Amendment proponents
claim states, such as Georgia, balance their budgets annually and the federal
government should do likewise. They don't want anyone to know that Georgia does
so only by accepting more than $10 Billion in federal money each year and
always seeks every possible means of taking more. Federal 'balance' would force
a reversal in the flow of these funds, racking up massive state deficits and
likely bankruptcies as well as unsustainable taxes.
Congress is still
Constitutional responsible to 'coin money and regulate its value at fixed
standards of weight and measure' (Article I, Section 8).Article I, Section 10,
though directed at the States, precludes making 'anything but gold and silver
coin a tender in payment of debts' .Yet without an Amendment, congress passed a
law in 1913 delegating its responsibility to a private corporation, the Federal
Reserve. Subsequent unconstitutional legislation replaced our metal money with paper bank
notes. Banks, thanks to 'fractional reserve' practices, today create our
currency ('Federal Reserve Notes') only by issuing debt via loans, literally
printing it out of thin air based on your commitment to repay what's borrowed. In
this system, currency to pay the interest is NOT created with the initial debt;
that additional currency for interest
payment can be created only through creation of even more debt! This system is
unsustainable and 'balancing' it must lead to an economic collapse.

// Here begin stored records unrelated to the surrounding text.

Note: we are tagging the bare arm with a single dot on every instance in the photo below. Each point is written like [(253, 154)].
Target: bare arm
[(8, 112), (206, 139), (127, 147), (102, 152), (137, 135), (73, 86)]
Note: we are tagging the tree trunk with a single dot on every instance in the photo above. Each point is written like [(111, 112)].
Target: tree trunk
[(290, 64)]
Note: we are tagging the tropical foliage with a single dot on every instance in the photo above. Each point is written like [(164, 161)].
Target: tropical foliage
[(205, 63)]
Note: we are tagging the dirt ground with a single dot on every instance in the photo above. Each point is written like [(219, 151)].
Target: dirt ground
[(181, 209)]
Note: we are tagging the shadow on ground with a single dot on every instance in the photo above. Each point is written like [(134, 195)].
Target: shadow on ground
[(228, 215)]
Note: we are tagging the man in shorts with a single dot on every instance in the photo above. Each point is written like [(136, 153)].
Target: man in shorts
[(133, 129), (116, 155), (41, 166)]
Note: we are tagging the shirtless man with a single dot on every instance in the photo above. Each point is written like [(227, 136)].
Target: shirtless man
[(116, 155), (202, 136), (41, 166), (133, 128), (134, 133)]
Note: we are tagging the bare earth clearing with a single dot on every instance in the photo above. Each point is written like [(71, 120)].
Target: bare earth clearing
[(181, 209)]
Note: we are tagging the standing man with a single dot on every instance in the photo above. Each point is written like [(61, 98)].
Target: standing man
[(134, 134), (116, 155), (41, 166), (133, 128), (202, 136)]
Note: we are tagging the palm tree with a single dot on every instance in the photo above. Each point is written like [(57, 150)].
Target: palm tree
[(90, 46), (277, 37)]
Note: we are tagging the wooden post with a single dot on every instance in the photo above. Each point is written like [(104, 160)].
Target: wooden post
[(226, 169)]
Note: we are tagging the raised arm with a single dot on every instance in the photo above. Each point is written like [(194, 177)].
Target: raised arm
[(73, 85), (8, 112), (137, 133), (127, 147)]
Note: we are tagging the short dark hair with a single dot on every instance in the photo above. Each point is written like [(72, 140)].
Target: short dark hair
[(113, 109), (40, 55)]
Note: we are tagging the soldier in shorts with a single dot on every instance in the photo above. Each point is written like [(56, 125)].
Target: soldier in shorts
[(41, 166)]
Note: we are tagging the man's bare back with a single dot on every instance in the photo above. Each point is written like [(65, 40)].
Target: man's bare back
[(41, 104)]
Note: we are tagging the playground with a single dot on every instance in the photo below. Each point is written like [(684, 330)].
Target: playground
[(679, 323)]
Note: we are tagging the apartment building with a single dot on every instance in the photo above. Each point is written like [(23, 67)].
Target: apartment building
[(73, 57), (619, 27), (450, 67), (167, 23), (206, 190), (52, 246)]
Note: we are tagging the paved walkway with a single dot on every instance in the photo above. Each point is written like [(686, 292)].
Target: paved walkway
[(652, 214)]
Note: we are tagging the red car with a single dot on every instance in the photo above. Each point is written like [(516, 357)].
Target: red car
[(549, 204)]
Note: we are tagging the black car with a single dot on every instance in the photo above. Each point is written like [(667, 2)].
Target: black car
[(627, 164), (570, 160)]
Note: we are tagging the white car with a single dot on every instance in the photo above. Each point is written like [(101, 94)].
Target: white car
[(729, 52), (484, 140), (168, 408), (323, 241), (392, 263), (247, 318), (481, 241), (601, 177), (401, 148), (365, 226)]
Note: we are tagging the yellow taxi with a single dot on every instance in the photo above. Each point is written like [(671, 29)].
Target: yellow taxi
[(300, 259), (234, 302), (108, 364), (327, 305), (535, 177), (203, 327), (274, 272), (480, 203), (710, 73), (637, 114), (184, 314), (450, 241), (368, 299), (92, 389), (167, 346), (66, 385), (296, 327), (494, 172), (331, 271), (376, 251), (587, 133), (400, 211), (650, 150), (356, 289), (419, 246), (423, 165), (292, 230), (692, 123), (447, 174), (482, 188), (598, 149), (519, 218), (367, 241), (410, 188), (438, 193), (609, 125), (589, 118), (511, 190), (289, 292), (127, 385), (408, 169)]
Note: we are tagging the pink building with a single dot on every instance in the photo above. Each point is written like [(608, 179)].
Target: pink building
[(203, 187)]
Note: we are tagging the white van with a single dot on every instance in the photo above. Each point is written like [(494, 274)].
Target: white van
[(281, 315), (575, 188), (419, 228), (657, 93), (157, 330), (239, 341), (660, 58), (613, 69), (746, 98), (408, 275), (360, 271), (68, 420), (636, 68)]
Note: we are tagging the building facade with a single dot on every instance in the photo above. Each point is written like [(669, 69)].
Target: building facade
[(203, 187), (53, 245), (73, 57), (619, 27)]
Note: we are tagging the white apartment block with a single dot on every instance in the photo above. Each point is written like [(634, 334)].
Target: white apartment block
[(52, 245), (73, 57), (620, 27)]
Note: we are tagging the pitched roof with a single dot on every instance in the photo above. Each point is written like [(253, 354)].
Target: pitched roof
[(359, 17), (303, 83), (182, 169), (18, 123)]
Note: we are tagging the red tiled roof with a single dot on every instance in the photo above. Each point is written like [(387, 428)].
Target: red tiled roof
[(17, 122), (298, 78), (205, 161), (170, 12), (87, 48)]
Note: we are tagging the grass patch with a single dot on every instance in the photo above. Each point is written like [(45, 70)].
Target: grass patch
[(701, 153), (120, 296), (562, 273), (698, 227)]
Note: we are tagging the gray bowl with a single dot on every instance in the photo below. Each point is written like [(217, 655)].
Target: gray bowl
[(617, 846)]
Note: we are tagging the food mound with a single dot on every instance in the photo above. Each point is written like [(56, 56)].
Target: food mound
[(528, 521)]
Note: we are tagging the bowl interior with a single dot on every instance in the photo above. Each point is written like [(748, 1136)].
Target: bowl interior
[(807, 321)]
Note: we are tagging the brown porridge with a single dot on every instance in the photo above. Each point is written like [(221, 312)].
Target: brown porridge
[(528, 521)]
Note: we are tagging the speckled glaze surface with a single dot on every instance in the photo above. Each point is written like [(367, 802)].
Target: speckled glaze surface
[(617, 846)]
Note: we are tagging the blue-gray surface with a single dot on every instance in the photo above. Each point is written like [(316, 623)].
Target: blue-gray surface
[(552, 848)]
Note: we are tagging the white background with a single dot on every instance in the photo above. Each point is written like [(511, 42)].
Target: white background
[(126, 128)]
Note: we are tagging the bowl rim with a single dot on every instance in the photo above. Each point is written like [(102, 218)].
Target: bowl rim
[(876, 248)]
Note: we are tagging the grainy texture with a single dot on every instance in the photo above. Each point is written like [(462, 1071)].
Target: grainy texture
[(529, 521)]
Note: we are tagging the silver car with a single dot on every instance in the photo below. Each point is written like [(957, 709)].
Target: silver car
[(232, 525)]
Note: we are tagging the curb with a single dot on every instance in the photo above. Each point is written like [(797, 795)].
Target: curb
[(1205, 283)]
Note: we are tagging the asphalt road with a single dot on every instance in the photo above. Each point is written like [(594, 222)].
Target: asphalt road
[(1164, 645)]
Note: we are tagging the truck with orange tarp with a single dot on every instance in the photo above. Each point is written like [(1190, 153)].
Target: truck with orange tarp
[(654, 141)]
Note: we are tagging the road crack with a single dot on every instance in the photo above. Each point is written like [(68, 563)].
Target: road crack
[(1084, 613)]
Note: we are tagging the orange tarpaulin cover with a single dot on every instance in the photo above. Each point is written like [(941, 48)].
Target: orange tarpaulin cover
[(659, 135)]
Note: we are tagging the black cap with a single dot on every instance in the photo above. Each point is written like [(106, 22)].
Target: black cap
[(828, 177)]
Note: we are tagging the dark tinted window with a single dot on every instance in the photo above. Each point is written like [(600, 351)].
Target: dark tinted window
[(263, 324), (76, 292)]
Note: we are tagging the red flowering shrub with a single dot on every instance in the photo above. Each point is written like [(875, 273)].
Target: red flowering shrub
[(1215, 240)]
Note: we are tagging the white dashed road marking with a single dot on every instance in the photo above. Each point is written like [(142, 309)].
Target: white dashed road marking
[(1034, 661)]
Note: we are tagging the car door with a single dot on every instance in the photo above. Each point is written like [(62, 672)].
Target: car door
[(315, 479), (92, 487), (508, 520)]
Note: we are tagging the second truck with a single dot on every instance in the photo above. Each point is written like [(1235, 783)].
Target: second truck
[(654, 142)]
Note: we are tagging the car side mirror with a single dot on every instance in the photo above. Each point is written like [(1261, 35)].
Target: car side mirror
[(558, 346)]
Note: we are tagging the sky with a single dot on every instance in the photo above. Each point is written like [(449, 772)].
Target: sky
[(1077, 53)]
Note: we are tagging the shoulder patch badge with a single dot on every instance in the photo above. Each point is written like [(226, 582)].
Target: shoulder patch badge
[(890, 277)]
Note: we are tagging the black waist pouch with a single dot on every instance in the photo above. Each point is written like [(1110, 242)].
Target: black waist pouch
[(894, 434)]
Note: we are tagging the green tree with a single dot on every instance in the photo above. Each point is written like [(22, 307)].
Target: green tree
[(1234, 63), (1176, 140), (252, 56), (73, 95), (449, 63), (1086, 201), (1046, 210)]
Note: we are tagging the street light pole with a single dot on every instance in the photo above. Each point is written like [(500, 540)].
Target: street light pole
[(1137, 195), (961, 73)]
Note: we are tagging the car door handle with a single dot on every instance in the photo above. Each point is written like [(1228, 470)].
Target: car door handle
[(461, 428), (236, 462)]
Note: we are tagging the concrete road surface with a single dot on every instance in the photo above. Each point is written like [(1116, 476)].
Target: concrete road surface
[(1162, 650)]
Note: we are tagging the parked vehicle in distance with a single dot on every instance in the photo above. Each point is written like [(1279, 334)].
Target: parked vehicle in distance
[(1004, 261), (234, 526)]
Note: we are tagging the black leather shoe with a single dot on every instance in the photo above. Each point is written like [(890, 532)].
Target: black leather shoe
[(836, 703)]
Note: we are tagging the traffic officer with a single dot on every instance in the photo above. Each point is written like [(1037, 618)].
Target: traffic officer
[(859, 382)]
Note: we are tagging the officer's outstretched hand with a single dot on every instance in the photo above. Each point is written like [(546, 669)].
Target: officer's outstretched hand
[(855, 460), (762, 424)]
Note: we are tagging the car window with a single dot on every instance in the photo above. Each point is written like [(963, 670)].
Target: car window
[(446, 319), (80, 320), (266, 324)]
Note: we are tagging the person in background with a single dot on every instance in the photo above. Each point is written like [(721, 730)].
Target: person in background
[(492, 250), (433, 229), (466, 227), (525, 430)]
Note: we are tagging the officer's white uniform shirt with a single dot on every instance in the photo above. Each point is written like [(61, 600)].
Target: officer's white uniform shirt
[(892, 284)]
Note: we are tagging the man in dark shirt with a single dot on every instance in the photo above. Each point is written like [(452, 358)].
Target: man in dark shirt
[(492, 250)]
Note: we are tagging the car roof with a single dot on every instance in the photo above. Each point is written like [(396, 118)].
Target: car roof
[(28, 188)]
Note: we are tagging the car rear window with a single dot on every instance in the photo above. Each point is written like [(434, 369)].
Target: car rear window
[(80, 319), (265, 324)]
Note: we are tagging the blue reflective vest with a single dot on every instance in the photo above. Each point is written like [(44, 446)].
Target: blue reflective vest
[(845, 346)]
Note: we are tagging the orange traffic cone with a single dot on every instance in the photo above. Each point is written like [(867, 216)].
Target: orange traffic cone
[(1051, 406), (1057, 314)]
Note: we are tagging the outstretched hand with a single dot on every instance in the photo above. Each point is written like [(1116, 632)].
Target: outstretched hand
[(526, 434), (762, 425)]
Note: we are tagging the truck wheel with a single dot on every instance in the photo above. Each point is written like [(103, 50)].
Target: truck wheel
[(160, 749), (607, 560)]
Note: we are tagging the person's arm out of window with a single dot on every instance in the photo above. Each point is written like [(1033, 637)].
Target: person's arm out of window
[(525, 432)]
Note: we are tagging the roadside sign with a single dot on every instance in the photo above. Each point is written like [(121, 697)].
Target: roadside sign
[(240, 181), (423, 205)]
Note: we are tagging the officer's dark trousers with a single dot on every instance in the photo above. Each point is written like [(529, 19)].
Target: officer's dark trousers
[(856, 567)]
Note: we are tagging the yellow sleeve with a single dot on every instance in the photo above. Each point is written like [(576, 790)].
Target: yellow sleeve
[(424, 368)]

Amendment proponents likewise
don't want you to know the federal government is right now constitutionally
limited (Article I, Section 8) to operate in only 17 areas of authority. The
reason spending is out of control is because the federal government has
expanded its own powers - and grown itself far beyond these Constitutional
limits, operating dozens of unauthorized, but 'legal' departments and programs,
not the least of which are those
agencies collecting and redistributing this 'mandatory spending'. Words added
to a document this government already ignores must prove equally worthless.